In 1981, Kodak conducted a study to determine how digital photography would affect the Kodak’s film business. After the report, Kodak concluded that the digital technology was still about ten years away from making a significant impact to the film industry. But in the following ten years, Kodak failed to adjust their strategy for the market disruption. Over the next decade, Kodak continued to regard digital technology as the enemy, rather than an opportunity to enter an emerging market.  
Vincent Barabba, who was an executive at Kodak, recently published a book titled, The Decision Loom, where he outlines four interrelated capabilities that are necessary for effective enterprise-wide decision making.  No doubt, his experiences at Kodak help him formulate the capabilities. Barabba explained that a corporation needs to have an enterprise mindset that is open to change. Kodak failed to accept digital technology as an emerging market which left them far behind the digital curve. Furthermore, they failed to see digital technology as a film replacement.

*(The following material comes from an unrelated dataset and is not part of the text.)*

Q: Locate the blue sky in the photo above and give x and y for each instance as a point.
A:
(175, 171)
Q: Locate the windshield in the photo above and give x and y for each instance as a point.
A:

Failure to adapt strategy to change was the second point discussed in Dunlop, Firth, and Lurie’s Deloitte article. Had Kodak used or paid attention to market research, they would have been able to set a strategy that counterbalanced the loss of market share to digital photos, or at the very least, a strategy to integrate the new technology into their current strategy. 

1 comment:

  1. John, you may find this interesting. Another film maker Fujifilm chose to apply its chemical technology to healthcare and cosmetics area. Fujifilm once entered digital camera market but it was not so successful because digital image processing is quite different from analog photo development. So instead of staying in photographic industry, Fujifilm chose to use its nanotechnology to cosmetics. Maybe they did the coherence test and figured out that Fujifilm is a nanotechnology company rather than a photographic company.